Tuesday, October 21, 2014

Four Years Is Not Long Enough for Paul D. Thompson

What is the purpose of prison, and how long should sentences be?

I generally favor restorative justice and rehabilitation over retribution (gee, there are so many "re" prefixes when it comes to incarceration). I tend to think negligence is barely criminal and intention matters a lot. That said, premeditated murder and rape seem like the crimes that should have the longest sentences.

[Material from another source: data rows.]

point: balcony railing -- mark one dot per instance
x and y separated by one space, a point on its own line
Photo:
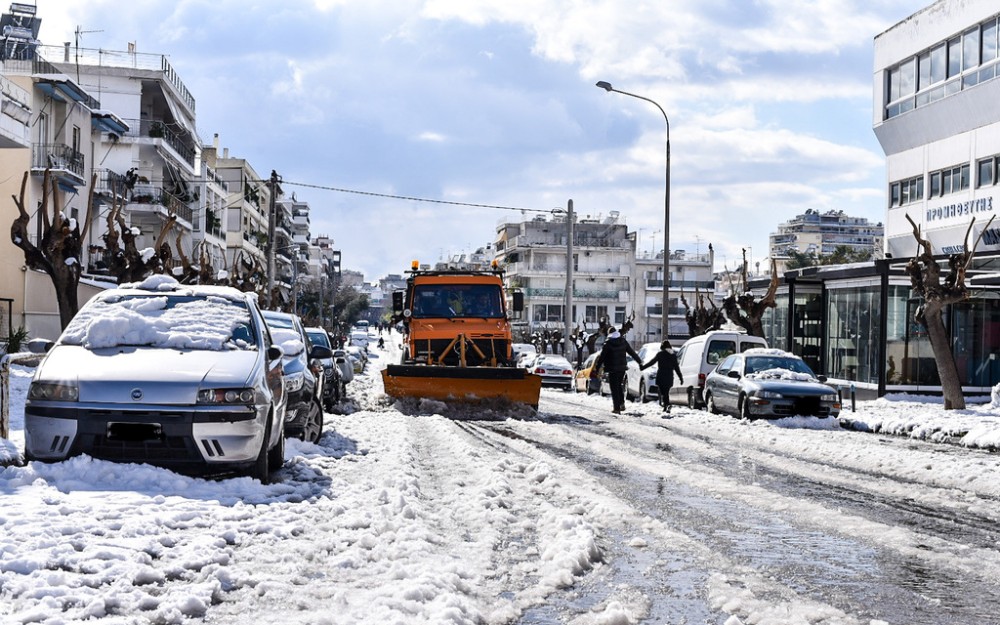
147 194
157 129
58 157
112 58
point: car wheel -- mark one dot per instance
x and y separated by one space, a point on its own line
692 399
276 457
710 403
261 468
314 424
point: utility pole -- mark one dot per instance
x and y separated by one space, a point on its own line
272 184
569 278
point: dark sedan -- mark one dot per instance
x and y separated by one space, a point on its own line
768 383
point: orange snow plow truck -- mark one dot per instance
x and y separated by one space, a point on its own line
457 339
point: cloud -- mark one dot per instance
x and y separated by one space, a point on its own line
769 105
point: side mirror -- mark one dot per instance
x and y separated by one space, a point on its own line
320 352
518 301
275 352
39 346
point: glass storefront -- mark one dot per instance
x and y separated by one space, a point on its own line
852 334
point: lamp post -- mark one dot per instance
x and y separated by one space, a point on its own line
666 205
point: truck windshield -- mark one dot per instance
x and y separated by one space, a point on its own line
457 300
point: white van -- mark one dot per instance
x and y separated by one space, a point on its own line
699 355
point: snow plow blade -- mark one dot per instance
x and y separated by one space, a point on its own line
462 383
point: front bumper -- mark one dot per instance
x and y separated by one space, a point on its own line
188 439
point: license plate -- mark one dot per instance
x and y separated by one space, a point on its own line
134 431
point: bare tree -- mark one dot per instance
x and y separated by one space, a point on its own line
744 309
702 319
925 277
127 262
59 249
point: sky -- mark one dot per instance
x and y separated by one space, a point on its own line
494 103
371 524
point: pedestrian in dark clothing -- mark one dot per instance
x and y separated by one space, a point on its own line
666 364
614 358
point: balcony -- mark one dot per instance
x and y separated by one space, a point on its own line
111 184
64 162
144 194
158 129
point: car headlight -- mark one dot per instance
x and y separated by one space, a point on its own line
769 395
53 391
226 396
294 381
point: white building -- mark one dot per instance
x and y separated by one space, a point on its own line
936 116
533 254
820 234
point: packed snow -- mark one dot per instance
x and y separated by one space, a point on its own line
354 531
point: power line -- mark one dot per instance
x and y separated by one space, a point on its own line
411 198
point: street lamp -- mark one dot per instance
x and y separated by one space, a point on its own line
666 202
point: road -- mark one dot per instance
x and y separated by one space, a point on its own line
794 515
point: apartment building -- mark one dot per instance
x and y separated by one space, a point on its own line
534 256
820 234
49 122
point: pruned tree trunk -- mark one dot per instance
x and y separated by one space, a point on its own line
59 250
744 309
702 320
925 277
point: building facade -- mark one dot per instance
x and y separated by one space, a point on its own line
820 234
935 88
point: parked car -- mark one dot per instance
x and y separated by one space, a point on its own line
769 383
332 383
182 377
554 371
582 381
699 355
358 357
517 350
346 369
641 385
359 338
303 375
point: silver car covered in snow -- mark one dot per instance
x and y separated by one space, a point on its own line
183 377
768 383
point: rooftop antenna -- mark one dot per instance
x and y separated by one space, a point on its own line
77 34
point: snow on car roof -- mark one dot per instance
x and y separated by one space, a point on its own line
160 312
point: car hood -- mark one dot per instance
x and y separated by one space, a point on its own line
791 387
165 376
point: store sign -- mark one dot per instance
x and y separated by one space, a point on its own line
961 209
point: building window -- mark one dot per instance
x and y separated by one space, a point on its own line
906 191
945 68
986 172
952 180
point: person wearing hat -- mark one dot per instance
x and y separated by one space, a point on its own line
613 358
666 364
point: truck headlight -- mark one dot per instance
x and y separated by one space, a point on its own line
294 381
53 391
227 396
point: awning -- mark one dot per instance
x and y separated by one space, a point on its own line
179 118
108 122
61 83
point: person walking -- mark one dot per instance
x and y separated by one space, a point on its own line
613 358
666 364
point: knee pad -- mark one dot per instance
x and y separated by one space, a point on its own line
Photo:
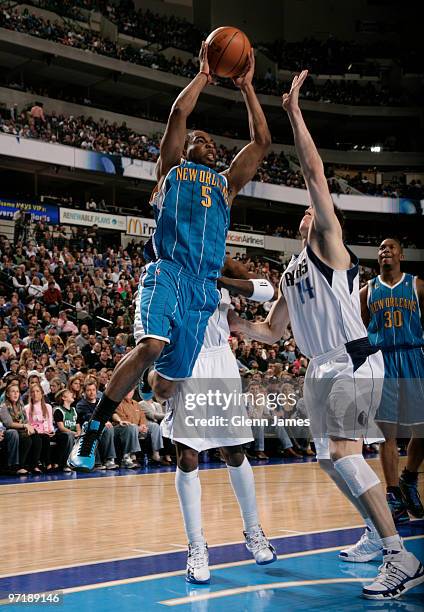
357 474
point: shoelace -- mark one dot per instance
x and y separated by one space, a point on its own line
389 575
87 443
197 556
256 540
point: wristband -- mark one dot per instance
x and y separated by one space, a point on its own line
263 291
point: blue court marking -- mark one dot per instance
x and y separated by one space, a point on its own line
205 465
314 581
133 568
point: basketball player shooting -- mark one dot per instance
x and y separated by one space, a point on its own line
319 295
391 305
217 366
178 292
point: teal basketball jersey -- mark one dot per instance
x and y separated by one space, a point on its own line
192 217
395 317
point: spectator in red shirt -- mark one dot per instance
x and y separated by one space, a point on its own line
52 298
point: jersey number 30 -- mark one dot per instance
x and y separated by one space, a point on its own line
393 320
305 287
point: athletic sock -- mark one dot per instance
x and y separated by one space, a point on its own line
189 493
393 542
104 410
396 492
243 484
409 477
373 531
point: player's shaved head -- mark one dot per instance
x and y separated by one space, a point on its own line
390 254
200 148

Why, then, is four years the maximum sentence allowable for the recently convicted chiropractor who admitted raping his 80-pound woman patient? Is it because his abuse of her trust (and the fact that he "groomed" her for the attack for years) don't constitute the type of violence some bunch of old, male lawmakers had in mind when they came up with the Minnesota penal code? He didn't jump out at her from an alley or hold a knife to her throat, so four years and an insulting $9,415 payment of restitution just about does it?

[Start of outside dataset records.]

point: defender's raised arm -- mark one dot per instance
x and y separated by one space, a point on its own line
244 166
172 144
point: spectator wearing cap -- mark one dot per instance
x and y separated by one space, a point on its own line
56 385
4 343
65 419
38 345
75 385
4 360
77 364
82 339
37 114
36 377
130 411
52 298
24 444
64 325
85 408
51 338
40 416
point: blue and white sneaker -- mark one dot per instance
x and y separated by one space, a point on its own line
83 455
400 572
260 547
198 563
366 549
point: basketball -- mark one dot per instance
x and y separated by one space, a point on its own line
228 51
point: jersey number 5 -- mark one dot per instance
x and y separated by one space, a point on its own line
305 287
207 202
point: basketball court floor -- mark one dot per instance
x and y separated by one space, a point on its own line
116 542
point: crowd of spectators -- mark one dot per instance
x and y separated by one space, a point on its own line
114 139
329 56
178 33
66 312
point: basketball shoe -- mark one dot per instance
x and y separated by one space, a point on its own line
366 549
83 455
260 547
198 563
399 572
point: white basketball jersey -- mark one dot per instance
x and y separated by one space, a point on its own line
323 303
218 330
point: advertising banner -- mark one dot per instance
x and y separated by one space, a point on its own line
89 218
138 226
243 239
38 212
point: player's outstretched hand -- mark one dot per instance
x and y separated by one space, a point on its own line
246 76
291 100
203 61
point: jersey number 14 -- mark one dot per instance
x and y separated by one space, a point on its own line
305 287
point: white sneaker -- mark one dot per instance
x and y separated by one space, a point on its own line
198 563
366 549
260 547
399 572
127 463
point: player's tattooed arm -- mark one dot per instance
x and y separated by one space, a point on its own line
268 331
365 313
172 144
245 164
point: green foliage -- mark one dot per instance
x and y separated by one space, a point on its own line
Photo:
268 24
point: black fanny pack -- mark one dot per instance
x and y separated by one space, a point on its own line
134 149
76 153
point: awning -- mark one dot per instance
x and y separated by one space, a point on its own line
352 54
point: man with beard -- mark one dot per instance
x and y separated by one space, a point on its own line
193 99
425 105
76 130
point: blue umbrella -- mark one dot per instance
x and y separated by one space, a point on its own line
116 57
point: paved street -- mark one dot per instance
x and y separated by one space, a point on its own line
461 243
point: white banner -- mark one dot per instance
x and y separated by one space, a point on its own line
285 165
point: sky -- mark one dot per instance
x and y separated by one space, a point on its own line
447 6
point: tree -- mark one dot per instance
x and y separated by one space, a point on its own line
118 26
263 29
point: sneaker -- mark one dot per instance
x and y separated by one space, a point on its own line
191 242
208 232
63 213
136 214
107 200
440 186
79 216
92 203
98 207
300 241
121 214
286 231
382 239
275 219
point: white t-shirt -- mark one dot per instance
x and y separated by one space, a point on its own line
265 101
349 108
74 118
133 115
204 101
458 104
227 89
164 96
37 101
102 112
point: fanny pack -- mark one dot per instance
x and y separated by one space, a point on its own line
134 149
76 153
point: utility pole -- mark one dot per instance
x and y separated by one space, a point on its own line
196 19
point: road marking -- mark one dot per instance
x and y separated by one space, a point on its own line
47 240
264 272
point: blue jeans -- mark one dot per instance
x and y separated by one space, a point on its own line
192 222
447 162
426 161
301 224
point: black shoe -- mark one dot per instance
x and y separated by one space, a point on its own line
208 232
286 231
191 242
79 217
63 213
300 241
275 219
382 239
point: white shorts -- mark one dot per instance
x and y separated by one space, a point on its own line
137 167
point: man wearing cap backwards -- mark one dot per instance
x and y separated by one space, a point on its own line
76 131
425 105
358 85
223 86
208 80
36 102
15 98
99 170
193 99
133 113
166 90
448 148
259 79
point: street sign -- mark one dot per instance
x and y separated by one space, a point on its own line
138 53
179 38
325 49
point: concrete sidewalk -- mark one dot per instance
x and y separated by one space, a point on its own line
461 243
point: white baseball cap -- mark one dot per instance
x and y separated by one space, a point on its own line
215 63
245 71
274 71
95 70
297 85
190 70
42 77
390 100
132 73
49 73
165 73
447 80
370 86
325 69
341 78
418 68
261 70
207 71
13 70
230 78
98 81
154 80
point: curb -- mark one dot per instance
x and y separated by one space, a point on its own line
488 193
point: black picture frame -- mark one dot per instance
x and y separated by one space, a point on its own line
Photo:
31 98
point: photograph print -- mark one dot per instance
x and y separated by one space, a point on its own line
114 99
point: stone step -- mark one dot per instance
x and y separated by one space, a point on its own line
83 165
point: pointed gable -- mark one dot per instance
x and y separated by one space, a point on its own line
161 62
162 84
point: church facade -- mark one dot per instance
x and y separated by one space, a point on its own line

What is $9,415 supposed to represent in the life of the woman, who, according to her sister, "was suicidal, hospitalized twice and suffers depression and post-traumatic stress disorder"?

The chiropractor-rapist, Paul D. Thompson, is 54 years old. I have an idea for our criminal courts: When fully adult people commit heinous crimes like this, they should get longer sentences than young people because, by damn, they should really know better. They should have the executive function parts of their brains in working order, unlike the 15-year-old boys we seem to be so fond of sentencing to life without parole.

1 comment:

Gina said...

I think as part of his sentence he must read Patricia Weaver Francisco's memoir "Telling: A Memoir of Rape and Recovery" in which she describes her PTSD accurately and in harrowing detail. Then he needs to talk about the book with a therapist. Rapists, who feel powerless, want power over the woman whom they objectify. They need to learn what the consequences of their actions are for other people, and how their actions affect other people. I've met people who have been shocked to learn that their actions affect others.